By PHYLLIS KORKKI
Published: March 12, 2013
THERE seems to be a rule that if retirees move to a communal environment, it must consist only of other retirees. But some older adults are challenging that notion by choosing intergenerational cohousing, living side by side with people of all other ages, including singles, childless couples and families with children.
Residents of cohousing make major decisions collectively, but these are not communes. Group meals and activities are optional, and members maintain separate residences.
“You have a choice between privacy and community,” said Charles Durrett, 57, an architect who has designed more than 50 cohousing communities, including the one where he lives in Nevada City, Calif. The community has 34 units, and out of around 100 residents, about 20 are age 55 to 95, he said.
Some communities that live by cohousing principles are for retirees only, and that is the best choice for some, Mr. Durrett said. Children can be quite raucous, he said, and sometimes people just want to spend their time in peace with like-minded friends and a nice glass of wine.
But other retirees prefer the energy and variety of cohousing, he said. The arrangement has value for younger residents, too: Children learn to respect their elders and “everybody’s seeing all of life,” Mr. Durrett said. That includes “what the end game looks like,” he said. Several residents of the Nevada City community have died at home, without going to a nursing home.
Moving to cohousing is a way to avoid the isolation and depression that older people can face when they live alone, said Mr. Durrett. Cohousing residents are also more likely to check up on and care for their neighbors, he said.
Meg Palley, 95, lives in a four-bedroom house in Nevada City that she shares with two care givers who receive reduced rent in return for services like driving and shopping. She said she chose intergenerational cohousing because “it’s logical to have people of various ages together.”
She would be lonelier if she were living with other older people, she said, and suspects she’d hear too many people “complaining about their complaints.”
At Ecovillage at Ithaca, in upstate New York, residents range from a few months old to 80-plus. Ecovillage has two communities of about 30 units each, with one more community in development. Legally, the communities are co-ops, and as the name implies, Ecovillage emphasizes the environment by operating two organic farms and using solar energy. Like most cohousing communities, it includes common areas where people can share meals, and it offers many group activities.
Barbara Chasin, a retired sociologist, has lived at Ecovillage with her husband, Dick Franke, a retired anthropologist, since 2009. They live in a 1,600-square-foot house with two bedrooms and a study for each of them.
Ms. Chasin, 72, said she would find living in a retirement community alienating and prefers to be among people of all ages and physical conditions. She is a member of a committee on aging at Ecovillage.
“We want to find ways that people can remain here as they grow older and more infirm,” she said. That could involve retrofitting homes and finding ways to notify people of medical emergencies, she said.
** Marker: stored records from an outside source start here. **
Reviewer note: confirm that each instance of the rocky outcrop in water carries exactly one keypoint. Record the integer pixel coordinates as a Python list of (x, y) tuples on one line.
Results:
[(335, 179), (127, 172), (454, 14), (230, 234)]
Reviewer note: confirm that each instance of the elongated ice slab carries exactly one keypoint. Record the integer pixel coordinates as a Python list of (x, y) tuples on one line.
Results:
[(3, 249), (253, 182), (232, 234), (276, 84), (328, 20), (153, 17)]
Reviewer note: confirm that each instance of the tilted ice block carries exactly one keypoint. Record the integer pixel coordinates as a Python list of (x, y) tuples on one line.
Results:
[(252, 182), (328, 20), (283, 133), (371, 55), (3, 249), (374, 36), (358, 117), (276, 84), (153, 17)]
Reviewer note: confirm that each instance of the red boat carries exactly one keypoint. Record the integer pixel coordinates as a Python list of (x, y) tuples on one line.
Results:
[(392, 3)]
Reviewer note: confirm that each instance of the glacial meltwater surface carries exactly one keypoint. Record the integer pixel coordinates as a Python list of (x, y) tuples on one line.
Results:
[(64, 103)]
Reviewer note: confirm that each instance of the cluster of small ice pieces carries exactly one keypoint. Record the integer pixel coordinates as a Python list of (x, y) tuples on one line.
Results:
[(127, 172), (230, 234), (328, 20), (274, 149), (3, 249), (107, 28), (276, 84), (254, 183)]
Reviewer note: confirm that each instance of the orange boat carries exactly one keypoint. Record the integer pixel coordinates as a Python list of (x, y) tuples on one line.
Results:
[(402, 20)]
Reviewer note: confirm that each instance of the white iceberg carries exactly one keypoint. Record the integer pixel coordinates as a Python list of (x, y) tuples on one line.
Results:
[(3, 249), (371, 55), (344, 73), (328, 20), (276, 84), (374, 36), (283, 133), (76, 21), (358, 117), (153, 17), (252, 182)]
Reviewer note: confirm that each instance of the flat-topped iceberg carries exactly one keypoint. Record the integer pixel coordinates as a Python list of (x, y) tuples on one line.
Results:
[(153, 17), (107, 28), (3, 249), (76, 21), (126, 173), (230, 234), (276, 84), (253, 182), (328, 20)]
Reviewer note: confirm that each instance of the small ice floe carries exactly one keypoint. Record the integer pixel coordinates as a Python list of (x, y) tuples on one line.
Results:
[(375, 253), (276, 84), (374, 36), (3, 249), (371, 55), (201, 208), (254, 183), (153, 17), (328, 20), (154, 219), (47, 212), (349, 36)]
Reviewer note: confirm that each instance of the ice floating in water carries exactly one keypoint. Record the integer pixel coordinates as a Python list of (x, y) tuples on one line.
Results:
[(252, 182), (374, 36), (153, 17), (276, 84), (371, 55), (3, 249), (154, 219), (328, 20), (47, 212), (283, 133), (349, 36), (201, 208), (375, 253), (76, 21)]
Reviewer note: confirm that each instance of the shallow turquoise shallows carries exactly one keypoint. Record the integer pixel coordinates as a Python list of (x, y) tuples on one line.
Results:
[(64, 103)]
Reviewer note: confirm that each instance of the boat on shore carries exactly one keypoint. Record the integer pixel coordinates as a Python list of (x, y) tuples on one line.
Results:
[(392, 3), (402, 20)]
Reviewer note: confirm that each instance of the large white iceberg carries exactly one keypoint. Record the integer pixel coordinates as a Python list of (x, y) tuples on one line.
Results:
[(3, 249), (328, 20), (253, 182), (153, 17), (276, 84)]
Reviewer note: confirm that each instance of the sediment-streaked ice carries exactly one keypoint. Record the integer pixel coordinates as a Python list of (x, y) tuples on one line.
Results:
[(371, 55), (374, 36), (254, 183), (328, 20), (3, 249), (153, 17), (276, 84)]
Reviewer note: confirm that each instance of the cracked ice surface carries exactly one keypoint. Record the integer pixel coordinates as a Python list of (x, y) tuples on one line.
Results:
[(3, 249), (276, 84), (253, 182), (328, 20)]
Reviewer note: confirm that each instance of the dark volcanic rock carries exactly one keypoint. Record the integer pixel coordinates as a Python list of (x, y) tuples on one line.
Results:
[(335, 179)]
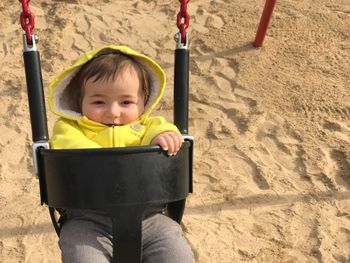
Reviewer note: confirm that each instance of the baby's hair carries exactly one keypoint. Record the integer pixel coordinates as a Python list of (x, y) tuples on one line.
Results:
[(105, 65)]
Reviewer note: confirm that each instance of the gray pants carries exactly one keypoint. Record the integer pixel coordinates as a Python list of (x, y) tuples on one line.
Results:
[(86, 237)]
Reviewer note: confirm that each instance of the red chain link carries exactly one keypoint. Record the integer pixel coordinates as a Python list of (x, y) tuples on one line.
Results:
[(183, 20), (27, 20)]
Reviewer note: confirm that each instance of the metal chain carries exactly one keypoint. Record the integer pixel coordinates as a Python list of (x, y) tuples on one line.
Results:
[(183, 20), (27, 20)]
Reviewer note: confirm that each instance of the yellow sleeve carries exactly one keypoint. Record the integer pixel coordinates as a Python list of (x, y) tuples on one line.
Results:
[(155, 126), (67, 135)]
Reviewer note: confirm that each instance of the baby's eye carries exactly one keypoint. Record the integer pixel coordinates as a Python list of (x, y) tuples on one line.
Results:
[(98, 102)]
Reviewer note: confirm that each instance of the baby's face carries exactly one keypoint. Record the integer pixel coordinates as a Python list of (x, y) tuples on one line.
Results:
[(114, 101)]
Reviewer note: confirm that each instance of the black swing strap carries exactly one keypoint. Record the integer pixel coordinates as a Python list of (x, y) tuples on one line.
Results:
[(35, 90)]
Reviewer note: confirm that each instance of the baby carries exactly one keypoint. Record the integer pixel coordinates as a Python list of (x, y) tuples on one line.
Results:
[(105, 100)]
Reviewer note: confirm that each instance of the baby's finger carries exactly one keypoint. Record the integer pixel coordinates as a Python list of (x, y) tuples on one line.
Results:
[(170, 144), (163, 143), (177, 140)]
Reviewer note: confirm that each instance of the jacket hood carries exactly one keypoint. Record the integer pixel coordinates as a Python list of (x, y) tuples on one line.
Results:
[(58, 102)]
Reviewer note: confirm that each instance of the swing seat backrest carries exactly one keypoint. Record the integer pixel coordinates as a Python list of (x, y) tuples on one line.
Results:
[(120, 181)]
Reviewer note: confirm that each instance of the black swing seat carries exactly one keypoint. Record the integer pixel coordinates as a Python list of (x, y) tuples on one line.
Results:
[(121, 181)]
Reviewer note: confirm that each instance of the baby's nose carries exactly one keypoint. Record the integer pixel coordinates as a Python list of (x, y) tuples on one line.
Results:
[(114, 110)]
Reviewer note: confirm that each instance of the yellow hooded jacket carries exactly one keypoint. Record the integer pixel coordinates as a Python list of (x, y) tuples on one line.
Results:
[(73, 130)]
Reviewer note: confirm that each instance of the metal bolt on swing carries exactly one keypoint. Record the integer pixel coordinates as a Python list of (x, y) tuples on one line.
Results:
[(182, 22), (27, 21)]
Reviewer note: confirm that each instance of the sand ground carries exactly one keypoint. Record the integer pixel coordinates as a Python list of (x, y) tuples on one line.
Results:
[(271, 125)]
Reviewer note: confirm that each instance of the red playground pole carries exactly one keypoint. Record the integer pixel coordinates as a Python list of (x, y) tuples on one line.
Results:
[(264, 22)]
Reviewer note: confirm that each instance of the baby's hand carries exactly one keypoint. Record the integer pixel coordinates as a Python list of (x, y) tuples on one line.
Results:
[(169, 141)]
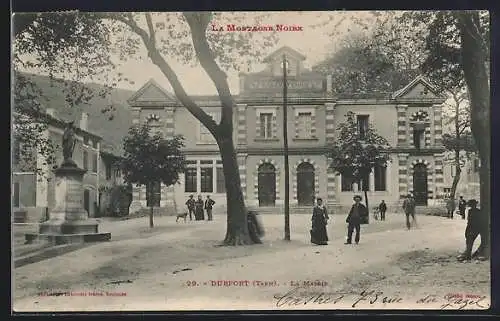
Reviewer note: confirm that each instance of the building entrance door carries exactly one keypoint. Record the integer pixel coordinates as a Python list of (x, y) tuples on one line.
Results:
[(305, 184), (420, 184), (267, 185)]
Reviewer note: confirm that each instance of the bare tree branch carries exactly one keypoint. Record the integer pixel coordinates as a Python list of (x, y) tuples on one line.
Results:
[(158, 60), (198, 23)]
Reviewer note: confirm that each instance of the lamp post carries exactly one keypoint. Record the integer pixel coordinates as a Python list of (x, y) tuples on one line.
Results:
[(285, 148)]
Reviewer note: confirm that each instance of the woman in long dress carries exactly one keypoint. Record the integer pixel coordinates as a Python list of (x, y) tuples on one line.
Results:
[(319, 219), (199, 212)]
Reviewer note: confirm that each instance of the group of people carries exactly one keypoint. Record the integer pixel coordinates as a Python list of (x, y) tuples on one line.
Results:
[(450, 207), (357, 216), (476, 222), (199, 206)]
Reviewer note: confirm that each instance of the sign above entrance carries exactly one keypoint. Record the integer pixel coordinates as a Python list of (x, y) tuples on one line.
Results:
[(273, 84)]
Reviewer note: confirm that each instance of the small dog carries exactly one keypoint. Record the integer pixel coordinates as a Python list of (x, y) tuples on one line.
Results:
[(182, 215)]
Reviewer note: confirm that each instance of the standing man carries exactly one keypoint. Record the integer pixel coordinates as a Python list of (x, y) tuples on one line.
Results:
[(462, 204), (450, 207), (475, 223), (357, 213), (382, 207), (190, 203), (209, 203), (409, 209), (199, 213)]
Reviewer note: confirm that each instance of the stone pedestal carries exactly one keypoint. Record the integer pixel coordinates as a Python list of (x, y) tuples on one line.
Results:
[(68, 221)]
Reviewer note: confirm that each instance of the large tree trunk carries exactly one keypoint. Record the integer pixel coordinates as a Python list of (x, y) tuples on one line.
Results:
[(458, 172), (367, 206), (474, 61), (151, 214), (237, 228)]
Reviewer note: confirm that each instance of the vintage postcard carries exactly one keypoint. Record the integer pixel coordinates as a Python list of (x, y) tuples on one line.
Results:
[(170, 161)]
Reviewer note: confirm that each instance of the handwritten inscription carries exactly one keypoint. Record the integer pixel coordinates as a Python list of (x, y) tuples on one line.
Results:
[(304, 295)]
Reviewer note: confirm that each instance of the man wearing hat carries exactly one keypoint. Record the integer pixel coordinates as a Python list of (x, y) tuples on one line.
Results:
[(475, 223), (190, 203), (357, 213), (409, 208)]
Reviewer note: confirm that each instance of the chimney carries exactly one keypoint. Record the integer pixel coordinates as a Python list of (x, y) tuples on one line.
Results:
[(51, 112), (84, 121)]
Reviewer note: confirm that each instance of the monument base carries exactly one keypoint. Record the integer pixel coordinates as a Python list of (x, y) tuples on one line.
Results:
[(58, 239), (68, 221)]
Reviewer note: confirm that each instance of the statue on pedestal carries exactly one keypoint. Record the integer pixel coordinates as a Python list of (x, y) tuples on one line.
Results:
[(68, 143)]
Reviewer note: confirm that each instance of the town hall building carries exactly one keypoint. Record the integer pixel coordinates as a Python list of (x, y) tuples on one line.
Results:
[(410, 119)]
The cost of cohousing varies greatly depending on the region, Mr. Durrett said. In general, it is similar to what a two-bedroom condo would cost, he said. Many people make a down payment and pay a mortgage on their homes, he said.
There are a few ways to join a cohousing community. One is to participate in the formation of one, in which case people can influence how it is structured.
But financing new construction can be hard, Rebecca Lane, executive director of the Cohousing Association of the United States, said in an e-mail.
“The failure rate is high for forming communities, though there is no data to describe this, as most failed forming groups disband and fade into the sunset,” she said.
The best way to form a cohousing community “is to have a solid architect on board from the beginning, who knows the model and can assist in the entire process, including advising with financing,” she said.
Obviously, it is simpler to find an existing community, Ms. Lane said.
Cohousing is definitely not for everyone. Some people realize that “it’s a lot of work living with a group of people and making decisions together,” and they aren’t willing to make that investment, said Bill Hartzell, board president of the Cohousing Association of the United States.
Conflict is inevitable — most commonly it revolves around money, children and pets, he said. People may disagree about how pooled money should be spent, the disciplining of other people’s children, or whether dogs should be able to run off-leash, for example. Residents may resolve disagreements among themselves, or sometimes mediators are brought in, he said.
People do not need to be extroverts to thrive in cohousing.
“One of my personalities is quite the hermit, but I also recognize that I can spiral too deeply into not being around people,” said Dan Fallon, 67, who formerly worked as a psychologist in Chicago. He and his wife, Anna, bought their residence in a cohousing community called Manzanita Village in Prescott, Ariz., in 2003 and rented it out until they moved there in 2011.
Mr. Fallon said Manzanita Village was no retirement community.
“It’s pretty wicked noisy around here sometimes with the kids that are running around,” he said.
But Mr. Fallon said he preferred living among a range of generations. He said some of the older residents had recently helped some of the children build a fort in a ravine.
With cohousing, he said, it’s comforting that “there are structured opportunities to get together and share what’s going on in your life.”
A version of this article appeared in print on March 13, 2013, on page F8 of the New York edition with the headline: In Retiree Housing, Talking About Multigenerations.